Но тут они увидели, что навстречу им едет какой-то человек верхом на осле, и когда он подъехал ближе, им показалось, что это цыган; однако стоило Санчо Пансе, который при виде каждого осла становился сам не свой, вглядеться в этого человека, и он тотчас же догадался, что это Хинес де Пасамонте, и по одной этой цыганской шерстинке распознал овчинку собственного своего осла, и распознал безошибочно, ибо Пасамонте, точно, ехал верхом на его сером; должно заметить, что упомянутый Пасамонте, дабы не быть узнанным и дабы продать осла, оделся так, как одеваются цыгане, на языке которых, а равно и на многих других языках, он изъяснялся не хуже, чем на своем родном. Санчо увидел его и узнал, а увидев и узнав, тотчас же завопил истошным голосом:

— Эй, вор Хинесильо! Отдай мне мое добро, отпусти мою душу на покаяние, не лишай меня покоя, оставь моего осла, верни мне мою усладу! Пошел прочь, сука, сгинь, разбойник, не смей трогать чужого!

Собственно, в таком количестве поносных слов не было необходимости, ибо при первом же из них Хинес соскочил с осла и, сразу перейдя на крупную рысь, мгновенно исчез и скрылся с глаз. Санчо подбежал к серому и, обняв его, молвил:

— Ну как ты без меня поживал, сокровище мое, красавец мой, дружочек мой серенький?

И при этом он целовал и ласкал его, как человека. Осел помалкивал, — он принимал поцелуи и ласки Санчо, но в ответ не произносил ни слова. Приблизились остальные и поздравили Санчо с возвращением серого, а Дон Кихот, который был особенно рад за своего оруженосца, объявил, что не отменяет приказа касательно трех ослят. Санчо поблагодарил его.

В то время как Дон Кихот и Санчо между собою беседовали, священник, обратившись к Доротее, отметил изрядное ее искусство, проявившееся как в самом рассказе, так и в его краткости и сходстве с теми, что встречаются в рыцарских романах. Доротея ему на это сказала, что она увлекалась рыцарскими романами, но что она не имеет понятия, где находятся разные провинции и морские гавани, и оттого сказала наобум, что высадилась в Осуне.

— Я так и понял, — сказал священник, — и поспешил вмешаться, после чего все уладилось. Но разве не странно, что незадачливый этот идальго так легко верит всяким басням и небылицам единственно потому, что их слог и лад напоминают вздорные его романы?

— Так, так, — сказал Карденьо, — это в самом деле нечто необычайное и неслыханное, и я не думаю, чтобы нашелся столь глубокий ум, который, задавшись целью придумать и сочинить что-нибудь вроде этого, добился бы успеха.
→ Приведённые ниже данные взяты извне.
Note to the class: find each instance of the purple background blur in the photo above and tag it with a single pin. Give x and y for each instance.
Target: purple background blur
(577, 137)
— Но ведь тут еще вот какое обстоятельство, — заметил священник. — Добрый этот идальго говорит глупости, только если речь заходит о пункте его помешательства, но когда с ним заговорят о чем-нибудь другом, он рассуждает в высшей степени здраво и выказывает ум во всех отношениях светлый и ясный, так что всякий, кто не затронет этой его рыцарщины, признает его за человека большого ума.

В то время как они вели этот разговор, Дон Кихот, продолжая разговор с Санчо, молвил:

— Итак, друг Панса, раздоры наши — побоку, и ты мне, не помня ни зла, ни обиды, скажи: где, как и когда видел ты Дульсинею? Чем она была занята? Что ты ей сказал? Что она тебе ответила? Какое у нее было лицо, когда она читала мое послание? Кто тебе его переписал? Словом, поведай мне все, что, по-твоему, заслуживает в сем случае упоминания, вопроса и ответа, — поведай, ничего не прибавляя и не присочиняя ради того, чтобы доставить мне удовольствие, а главное, ничего не пропуская, иначе ты лишишь меня такового.
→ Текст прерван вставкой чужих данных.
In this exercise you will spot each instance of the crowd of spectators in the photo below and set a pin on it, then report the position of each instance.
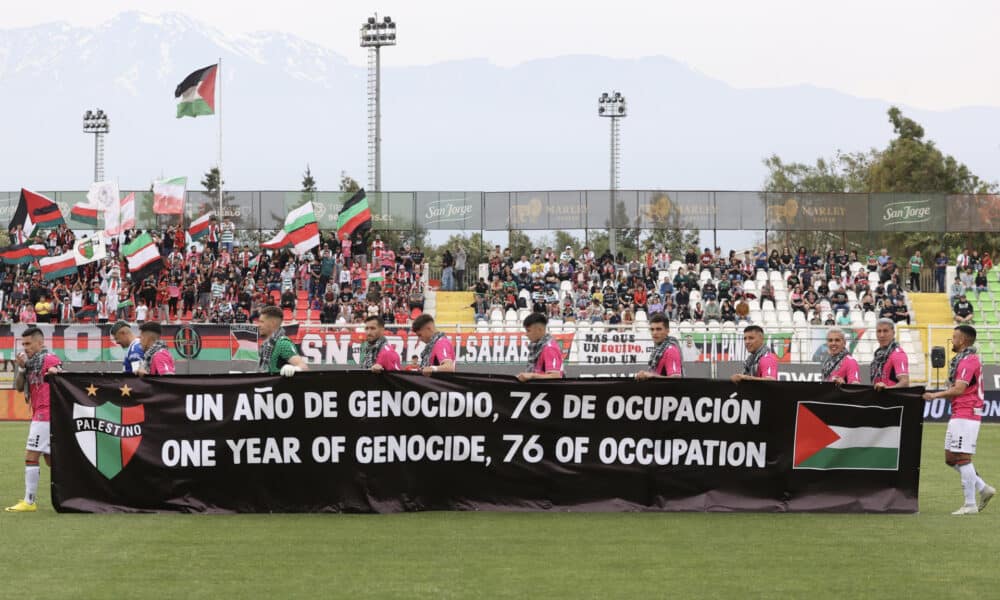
(579, 286)
(223, 280)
— Сеньор! — возразил Санчо. — Сказать по совести, никто мне ничего не переписывал, потому никакого письма я с собою не брал.

— То правда, — заметил Дон Кихот, — записную книжку я обнаружил у себя спустя два дня после твоего отъезда, и это меня весьма огорчило, ибо я не знал, что ты будешь делать, когда увидишь, что письма нет, и я все думал, что ты воротишься, как скоро заметишь свою оплошность.
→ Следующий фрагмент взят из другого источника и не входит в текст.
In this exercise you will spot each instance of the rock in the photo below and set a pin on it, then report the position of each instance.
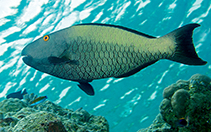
(179, 102)
(40, 121)
(190, 100)
(45, 117)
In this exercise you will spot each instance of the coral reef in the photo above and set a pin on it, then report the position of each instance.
(189, 100)
(17, 116)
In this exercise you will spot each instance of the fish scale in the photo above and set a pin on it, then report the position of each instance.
(121, 61)
(86, 52)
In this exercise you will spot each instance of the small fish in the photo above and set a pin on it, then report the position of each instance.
(38, 100)
(86, 52)
(182, 122)
(18, 94)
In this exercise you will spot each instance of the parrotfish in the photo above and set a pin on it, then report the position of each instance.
(38, 100)
(182, 122)
(18, 94)
(86, 52)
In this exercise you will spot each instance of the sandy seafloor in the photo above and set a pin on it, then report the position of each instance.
(127, 103)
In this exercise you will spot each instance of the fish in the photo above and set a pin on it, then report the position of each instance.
(38, 100)
(182, 122)
(18, 94)
(90, 51)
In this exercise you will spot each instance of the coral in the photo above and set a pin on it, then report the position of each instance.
(190, 100)
(46, 117)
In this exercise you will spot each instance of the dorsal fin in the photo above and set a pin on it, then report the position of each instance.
(120, 27)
— Так бы оно и было, — возразил Санчо, — если б я не запомнил его наизусть, когда ваша милость мне его читала, так что я пересказал его псаломщику, и тот здорово, слово в слово, мне его записал, да еще прибавил, что хоть и много приходилось ему читать посланий об отлучении, но такого прекрасного послания он за всю свою жизнь не видел и не читал.

— И ты все еще помнишь его, Санчо? — спросил Дон Кихот.

— Нет, сеньор, — отвечал Санчо, — я его пересказал, а потом вижу, что оно мне больше не понадобится, — ну и стал забывать, я только и помню, что безотказная, то бишь бесстрастная сеньора, и потом в конце: Ваш до гроба Рыцарь Печального Образа. А в середину я вставил штук триста всяких там «душ», «жизней» да «очей моих».

Глава XXXI

О любопытной беседе, которую вели между собою Дон Кихот и его оруженосец Санчо Панса, равно как и о других происшествиях

— Пока что я доволен, — сказал Дон Кихот, — продолжай. Вот ты пришел, — чем в это время была занята царица красоты? Вернее всего, низала жемчуг или же золотыми нитками вышивала девиз для преданного ей рыцаря?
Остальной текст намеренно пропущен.